Figure 13: Comparison of multiple cells with the same number of nodes as the number of sending stations varies.

5. Conclusion

The paper introduced distributed antennas into the cognitive wireless network. The cognitive wireless network is designed to be a heterogeneous network consisting of an ad hoc network with a sparse network with infrastructure. A distributed antenna based synchronous MAC protocol (DAHCWNS-MAC protocol) is also presented for the proposed network. This protocol utilizes distributed antennas to sense the spectrum and transmit data, which can improve the sensing performance and increase network throughput. Every part of the protocol was described in detail and a mathematical model and performance simulation were presented. The proposed protocol combines the advantages of the ad hoc network and the network with infrastructure to fully utilize idle licensed channels to increase throughput. We compared the proposed protocol with the C-MMAC protocol to demonstrate that the DAHCWNS-MAC protocol can broaden the communication range and increase the network throughput compared with the original single-hop network at the cost of increasing antenna hardware costs.

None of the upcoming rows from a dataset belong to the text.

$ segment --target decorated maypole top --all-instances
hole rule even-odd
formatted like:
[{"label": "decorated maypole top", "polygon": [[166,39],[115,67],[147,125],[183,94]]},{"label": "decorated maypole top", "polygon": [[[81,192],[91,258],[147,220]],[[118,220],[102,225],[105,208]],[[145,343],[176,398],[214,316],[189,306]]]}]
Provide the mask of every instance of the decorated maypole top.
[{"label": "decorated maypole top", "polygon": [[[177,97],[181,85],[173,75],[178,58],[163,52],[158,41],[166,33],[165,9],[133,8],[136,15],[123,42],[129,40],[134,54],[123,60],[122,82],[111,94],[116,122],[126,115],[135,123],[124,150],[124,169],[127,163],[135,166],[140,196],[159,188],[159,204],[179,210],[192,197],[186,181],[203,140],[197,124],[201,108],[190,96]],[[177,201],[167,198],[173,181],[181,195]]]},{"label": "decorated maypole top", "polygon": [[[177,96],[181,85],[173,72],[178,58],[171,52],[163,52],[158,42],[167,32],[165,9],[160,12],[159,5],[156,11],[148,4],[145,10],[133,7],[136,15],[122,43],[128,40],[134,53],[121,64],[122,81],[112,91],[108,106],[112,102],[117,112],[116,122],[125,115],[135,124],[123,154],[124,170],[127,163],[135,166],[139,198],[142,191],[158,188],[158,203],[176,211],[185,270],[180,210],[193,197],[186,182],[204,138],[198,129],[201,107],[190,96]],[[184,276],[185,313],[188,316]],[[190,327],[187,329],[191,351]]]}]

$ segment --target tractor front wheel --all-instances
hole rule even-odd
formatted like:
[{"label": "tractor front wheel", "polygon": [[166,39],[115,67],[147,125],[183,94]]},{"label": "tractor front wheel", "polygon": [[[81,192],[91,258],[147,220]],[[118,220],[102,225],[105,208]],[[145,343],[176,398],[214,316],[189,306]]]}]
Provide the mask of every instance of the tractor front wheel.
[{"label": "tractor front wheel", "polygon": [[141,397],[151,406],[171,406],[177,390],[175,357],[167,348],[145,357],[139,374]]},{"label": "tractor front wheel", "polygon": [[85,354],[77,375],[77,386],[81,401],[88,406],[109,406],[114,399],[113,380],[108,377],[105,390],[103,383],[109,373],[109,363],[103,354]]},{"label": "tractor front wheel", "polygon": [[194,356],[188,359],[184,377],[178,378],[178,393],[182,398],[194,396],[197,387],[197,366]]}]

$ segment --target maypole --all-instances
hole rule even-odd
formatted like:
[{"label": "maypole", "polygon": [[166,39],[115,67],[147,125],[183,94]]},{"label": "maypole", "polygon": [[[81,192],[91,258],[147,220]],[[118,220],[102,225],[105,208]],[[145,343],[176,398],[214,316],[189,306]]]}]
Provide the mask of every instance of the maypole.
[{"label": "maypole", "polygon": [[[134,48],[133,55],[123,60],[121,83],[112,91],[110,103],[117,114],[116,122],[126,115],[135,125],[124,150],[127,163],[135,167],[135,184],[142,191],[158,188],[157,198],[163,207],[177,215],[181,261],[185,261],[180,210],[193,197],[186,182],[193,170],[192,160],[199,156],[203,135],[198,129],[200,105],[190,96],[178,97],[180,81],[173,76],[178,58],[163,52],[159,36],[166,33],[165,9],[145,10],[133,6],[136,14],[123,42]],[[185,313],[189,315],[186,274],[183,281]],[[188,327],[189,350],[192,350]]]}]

The introduction of distributed antennas into spectrum sensing can fully utilize the spatial resources at the expense of increasing the antenna hardware costs. It can also overcome hidden/exposed terminal problems to a certain extent and improve sensing performance.

In addition to the spectrum sensing, we can further let the distributed antennas be used to locate the primary user and adopt different access methods according to positioning information. For example, the hybrid underlay/overlay access scheme can be adopted through power control, which can greatly improve the channel utilization ratio and increase network throughput.

Furthermore, in the DAHCCWNS-MAC protocol the center allocates the same channel to communication pair which is not flexible enough. In future work we can take the channel state information into consideration and allocate different channels to sending node and receiving node, respectively, according to in-time channel state to further improve network performance.

This paper focused on how the distributed antenna can be used in data transmission and did not explore its usage in spectrum sensing and positioning. In future studies we can continue to study on these aspects to complete the DAHCWNS-MAC protocol.

Conflict of Interests

The authors declare that there is no conflict of interests regarding the publication of this paper.

Acknowledgments

The work presented in this paper was partially supported by 2011 National Natural Science Foundation of China (Grant no. 61172097), 2014 National Natural Science Foundation of China (Grant no. 61371081), and 2012 Natural Science Foundation of Fujian (Grant no. 2012J01424).